Re: [PATCH v1 2/2] PCI: Allow user to request power management of conventional and hotplug bridges

From: Rafael J. Wysocki
Date: Thu Feb 22 2018 - 12:24:21 EST


On Thu, Feb 22, 2018 at 2:31 PM, Rafael J. Wysocki
<rafael.j.wysocki@xxxxxxxxx> wrote:
> On 2/22/2018 2:18 PM, Lukas Wunner wrote:
>>
>> On Tue, Feb 20, 2018 at 12:15:54PM -0600, Bjorn Helgaas wrote:
>>>
>>> Basically I was hoping to partially rectify what I think was a mistake
>>> on my part when we merged this. 9d26d3a8f1b0 ("PCI: Put PCIe ports
>>> into D3 during suspend") is somewhat misleading because it suggests
>>> that PCI bridge power management can only be supported on non-hotplug
>>> PCIe ports, when in fact this was mostly a question of testing and "we
>>> know this works on the systems we care about so we're going to
>>> minimize our risk by excluding others". These constraints seem pretty
>>> Intel-centric and it's not clear how or whether they apply to other
>>> architectures.
>>>
>>> Adding the comments will help with that some, but in general I don't
>>> like to artificially limit feature support because it reduces testing
>>> exposure and makes future maintenance more difficult.
>>>
>>> For example, we disallow D3 for hotplug bridges.
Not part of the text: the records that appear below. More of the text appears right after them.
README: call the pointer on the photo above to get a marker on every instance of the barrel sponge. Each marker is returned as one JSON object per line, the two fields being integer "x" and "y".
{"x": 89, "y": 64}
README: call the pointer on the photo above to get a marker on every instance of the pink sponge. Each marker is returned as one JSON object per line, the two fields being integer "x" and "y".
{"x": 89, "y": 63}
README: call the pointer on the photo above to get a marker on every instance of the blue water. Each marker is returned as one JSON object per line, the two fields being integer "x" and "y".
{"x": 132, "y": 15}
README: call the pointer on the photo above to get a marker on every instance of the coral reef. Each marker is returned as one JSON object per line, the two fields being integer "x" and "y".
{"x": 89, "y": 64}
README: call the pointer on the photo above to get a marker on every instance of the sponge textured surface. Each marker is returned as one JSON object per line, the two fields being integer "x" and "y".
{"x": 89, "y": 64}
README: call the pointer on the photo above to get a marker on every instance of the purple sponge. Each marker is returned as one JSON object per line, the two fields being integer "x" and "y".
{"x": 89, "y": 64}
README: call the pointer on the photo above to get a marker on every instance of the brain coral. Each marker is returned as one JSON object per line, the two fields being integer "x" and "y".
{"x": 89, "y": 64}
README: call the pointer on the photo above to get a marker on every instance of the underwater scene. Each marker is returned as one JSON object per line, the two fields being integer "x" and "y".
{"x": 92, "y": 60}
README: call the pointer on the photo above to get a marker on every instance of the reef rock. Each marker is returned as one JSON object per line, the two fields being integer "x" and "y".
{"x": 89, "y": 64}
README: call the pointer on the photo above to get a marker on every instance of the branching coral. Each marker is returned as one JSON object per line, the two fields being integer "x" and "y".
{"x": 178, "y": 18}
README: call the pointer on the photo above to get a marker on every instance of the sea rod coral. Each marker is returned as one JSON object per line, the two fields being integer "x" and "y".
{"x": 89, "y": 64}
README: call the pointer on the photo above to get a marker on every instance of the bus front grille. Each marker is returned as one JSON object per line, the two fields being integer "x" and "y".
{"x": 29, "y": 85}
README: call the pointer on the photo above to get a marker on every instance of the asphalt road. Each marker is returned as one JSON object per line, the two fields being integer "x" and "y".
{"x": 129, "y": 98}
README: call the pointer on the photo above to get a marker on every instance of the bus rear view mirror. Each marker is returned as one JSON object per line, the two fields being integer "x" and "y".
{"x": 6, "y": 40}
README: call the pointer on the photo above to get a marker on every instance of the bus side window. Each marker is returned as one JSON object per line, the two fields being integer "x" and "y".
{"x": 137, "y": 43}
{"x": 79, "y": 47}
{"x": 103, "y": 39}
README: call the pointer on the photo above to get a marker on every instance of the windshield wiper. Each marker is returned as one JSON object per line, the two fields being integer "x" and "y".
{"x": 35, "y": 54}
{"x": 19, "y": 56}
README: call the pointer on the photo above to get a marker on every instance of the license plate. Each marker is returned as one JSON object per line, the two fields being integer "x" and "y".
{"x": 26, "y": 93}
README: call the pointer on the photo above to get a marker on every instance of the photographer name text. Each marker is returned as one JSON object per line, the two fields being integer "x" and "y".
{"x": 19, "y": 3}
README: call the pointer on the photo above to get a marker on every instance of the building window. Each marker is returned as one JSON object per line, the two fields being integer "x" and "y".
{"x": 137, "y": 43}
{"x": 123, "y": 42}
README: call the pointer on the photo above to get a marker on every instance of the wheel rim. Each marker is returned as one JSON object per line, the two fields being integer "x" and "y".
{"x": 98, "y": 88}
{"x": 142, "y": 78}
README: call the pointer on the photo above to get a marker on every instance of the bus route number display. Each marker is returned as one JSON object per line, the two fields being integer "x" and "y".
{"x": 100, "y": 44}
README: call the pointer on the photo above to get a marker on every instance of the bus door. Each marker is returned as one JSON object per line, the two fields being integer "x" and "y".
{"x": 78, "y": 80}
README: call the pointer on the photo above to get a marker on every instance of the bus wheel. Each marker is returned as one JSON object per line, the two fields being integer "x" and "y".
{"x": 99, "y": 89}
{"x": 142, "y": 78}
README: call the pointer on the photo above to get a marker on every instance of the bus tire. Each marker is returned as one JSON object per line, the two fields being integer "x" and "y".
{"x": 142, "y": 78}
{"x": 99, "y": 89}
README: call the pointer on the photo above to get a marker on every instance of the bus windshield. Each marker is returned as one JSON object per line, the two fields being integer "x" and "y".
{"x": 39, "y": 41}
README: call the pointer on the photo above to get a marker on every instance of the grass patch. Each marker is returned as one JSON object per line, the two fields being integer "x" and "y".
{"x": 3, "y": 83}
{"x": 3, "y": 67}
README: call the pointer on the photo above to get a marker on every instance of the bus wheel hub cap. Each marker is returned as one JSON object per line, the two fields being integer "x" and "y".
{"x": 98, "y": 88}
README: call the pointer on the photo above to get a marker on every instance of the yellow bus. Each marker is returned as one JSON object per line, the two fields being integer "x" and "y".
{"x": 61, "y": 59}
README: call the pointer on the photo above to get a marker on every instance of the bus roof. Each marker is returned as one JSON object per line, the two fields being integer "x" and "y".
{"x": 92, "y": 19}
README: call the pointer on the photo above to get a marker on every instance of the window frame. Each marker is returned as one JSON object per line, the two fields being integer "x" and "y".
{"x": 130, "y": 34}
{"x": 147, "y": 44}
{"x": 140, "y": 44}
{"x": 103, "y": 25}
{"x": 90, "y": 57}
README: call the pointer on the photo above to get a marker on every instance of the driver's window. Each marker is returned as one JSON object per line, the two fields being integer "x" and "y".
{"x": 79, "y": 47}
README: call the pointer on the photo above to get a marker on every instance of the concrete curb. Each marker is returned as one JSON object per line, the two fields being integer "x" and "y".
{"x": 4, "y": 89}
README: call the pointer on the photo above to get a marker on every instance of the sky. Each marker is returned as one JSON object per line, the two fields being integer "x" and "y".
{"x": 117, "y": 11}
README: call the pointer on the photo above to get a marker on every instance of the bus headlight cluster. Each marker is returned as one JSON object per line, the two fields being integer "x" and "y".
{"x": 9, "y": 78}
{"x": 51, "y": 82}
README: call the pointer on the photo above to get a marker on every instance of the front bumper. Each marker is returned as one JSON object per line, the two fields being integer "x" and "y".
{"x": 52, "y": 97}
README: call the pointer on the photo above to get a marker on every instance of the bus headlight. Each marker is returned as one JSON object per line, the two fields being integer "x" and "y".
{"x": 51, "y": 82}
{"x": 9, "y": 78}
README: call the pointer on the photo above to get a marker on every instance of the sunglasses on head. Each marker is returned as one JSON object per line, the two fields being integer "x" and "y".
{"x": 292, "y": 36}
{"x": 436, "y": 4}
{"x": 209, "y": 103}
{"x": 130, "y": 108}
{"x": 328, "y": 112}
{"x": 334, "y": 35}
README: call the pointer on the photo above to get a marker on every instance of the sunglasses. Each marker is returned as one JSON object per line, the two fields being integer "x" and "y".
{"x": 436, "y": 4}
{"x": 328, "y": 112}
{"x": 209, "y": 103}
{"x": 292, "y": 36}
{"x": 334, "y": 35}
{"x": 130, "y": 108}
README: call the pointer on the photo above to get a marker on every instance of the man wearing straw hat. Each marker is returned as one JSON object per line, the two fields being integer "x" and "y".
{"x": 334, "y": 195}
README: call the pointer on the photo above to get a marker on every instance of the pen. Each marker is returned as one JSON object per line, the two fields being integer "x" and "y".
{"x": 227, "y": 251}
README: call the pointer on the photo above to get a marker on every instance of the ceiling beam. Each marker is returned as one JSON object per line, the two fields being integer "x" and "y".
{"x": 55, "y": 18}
I don't think the
>>> spec requires that, so the fact that we put that limitation in
>>> suggests that there was some issue we didn't fully understand, and now
>>> it will be hard to go back and figure that out if and when we *do*
>>> want to support D3 for hotplug bridges.
>>
>> Some x86 machines which handle hotplug in firmware, rather than natively
>> by the OS, require that the OS doesn't transition them to D3hot behind
>> the firmware's back. That's the reason why Mika excluded them from
>> runtime PM:
>> https://bugzilla.kernel.org/show_bug.cgi?id=53811
>>
>> If the OS handles hotplug natively, transitioning the ports to D3hot
>> should be fine in theory. I submitted this series last May to extend
>> runtime PM to those:
>> https://www.spinics.net/lists/linux-pci/msg60962.html
>>
>> However Ashok Raj tested them on a Xeon-SP system and got Hardware Errors:
>> https://lkml.org/lkml/2017/5/3/480
>>
>> I'm not sure if I've done anything wrong in that series or if we're
>> dealing with an incompatibility of this particular platform with D3hot
>> on hotplug ports.
>
>
> Thanks for mentioning that, and for the pointers!
>
>> We do need runtime PM on hotplug ports to power off Thunderbolt
>> controllers when nothing is plugged in. That saves 1.5 W, so a
>> noticeable amount of power. I was going to respin the series one
>> of these days, I think the best I can do is continue to forbid
>> runtime PM on hotplug ports by default, but whitelist it for
>> Thunderbolt and allow manually enabling it on other platforms via
>> the command line. That way, vendors are put in a position to
>> validate their platforms for runtime PM of hotplug ports, and
>> perhaps someday we can enable it for all platforms by default,
>> but with a BIOS cut-off date.
>>
>> As for the existing 2015 cut-off for non-hotplug ports, I remember
>> Rafael writing that we may try to slowly push the cut-off further
>> back into the past and stop as soon as problems are reported.
>> That hasn't happened yet because noone had a need for it.
>
>
> Right.
>
> There's more background related to this particular thing worth mentioning
> IMO. I'll write about it later today.

It is generally advisable to realize that in many cases platform
validation is relative to the specific software stack the given
platform is going to ship with. If there are hardware (firmware,
similar) features in the platform that aren't exercised by that
software stack, they may receive limited testing coverage and they may
not be reliable in practice even though the formal specification of
the hardware etc may require them to be functional.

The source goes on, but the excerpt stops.